Question
PyTorch Model Performs Poorly in Flask Server Compared to Local Execution
I have a PyTorch model that generates images with high quality and speed when I run it locally. However, when I deploy the same code in a Flask server, the generated images are of much lower quality and the process is extremely slow.
Details:
Local Environment:
OS: Windows 10
Python Version: 3.12
PyTorch Version: (2.3.1+cu121)
GPU:
Server Environment:
Deployment: Flask
Server: waitress
Hosting: local
Resources: GPU
Code Snippet (alone):
from diffusers import StableDiffusionPipeline
from torch import float16
pipeline = StableDiffusionPipeline.from_pretrained('CompVis/stable-diffusion-v1-4', torch_dtype=float16)
pipeline.safety_checker = lambda images, **kwargs: (images, [False] * len(images))
pipeline.to('cuda')
pipeline.enable_attention_slicing()
pipeline('best quality, high quality, photorealistic, an astronaut riding a white horse in space ', num_inference_steps=20, negative_prompt='bad quality, low quality', num_images_per_prompt=1, height=800, width=1000).images[0].save('1.png')
Result (less than 1 minute):
Code Snippet (flask):
from flask import Flask
from diffusers import StableDiffusionPipeline
from torch import float16
app = Flask(__name__)
pipeline = StableDiffusionPipeline.from_pretrained("CompVis/stable-diffusion-v1-4", torch_dtype=float16) # stabilityai/sdxl-turbo
pipeline.to("cuda")
pipeline.enable_attention_slicing()
@app.route('/texttoimage/generate', methods=['POST'])
def ttig():
global count
if eval(request.cookies['season']) in (user := info[request.cookies['name'].encode()])[1]:
user = user[4]
pipeline.safety_checker = lambda images, **kwargs: (images, [False if request.args['NSFW'] == 'true' else True] * len(images))

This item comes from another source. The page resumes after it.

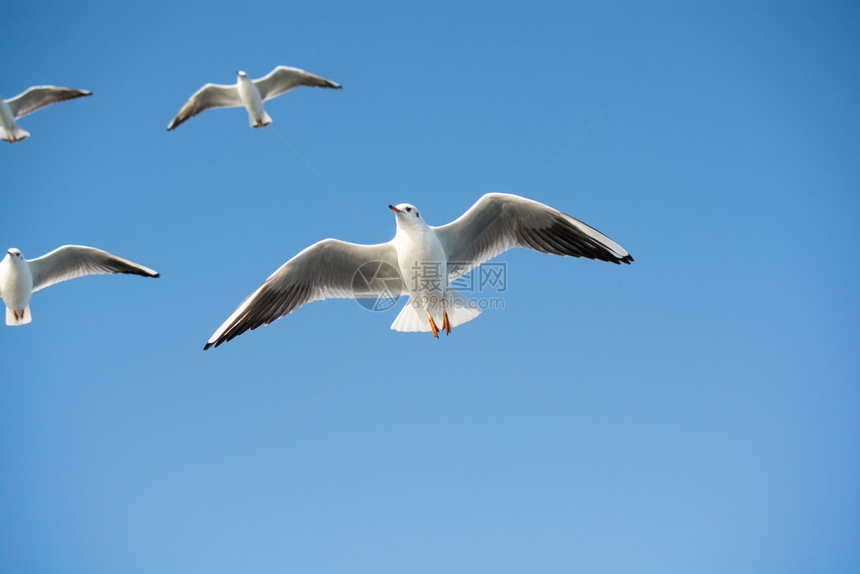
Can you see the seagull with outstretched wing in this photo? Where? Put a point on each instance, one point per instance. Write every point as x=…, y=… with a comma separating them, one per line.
x=20, y=278
x=27, y=102
x=249, y=93
x=419, y=262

images = pipeline(request.args['prompt'], negative_prompt=request.args.get('negative'), num_inference_steps=int(request.args['quality']), num_images_per_prompt=int(request.args['count']), height=int(request.args['height']) // 8 * 8, width=int(request.args['width']) // 8 * 8).images
for k,j in enumerate(images):
user[f"{count + k}.{request.args['type']}"] = 'a'
j.save(f"s/{count + k}.{request.args['type']}")
count += len(images)
return str(count)
if __name__ == '__main__':
from waitress import serve
serve(app, port=80)
Result (around 10 minutes):
[
Steps Tried:
- Ensured the model is loaded only once.
- Tested in both debug and non-debug modes of Flask.
- Verified the server has adequate resources.
Questions:
- What could be causing the slow performance and lower image quality in the Flask server?
- Are there any best practices for deploying PyTorch models with Flask to ensure optimal performance?
- Could the choice of WSGI server or server configuration be impacting the performance?
Any guidance or suggestions would be greatly appreciated!
Edit:
I tested the same thing on FastAPI and it was the same so it's not a problem with flaks thus I'll remove flask tag.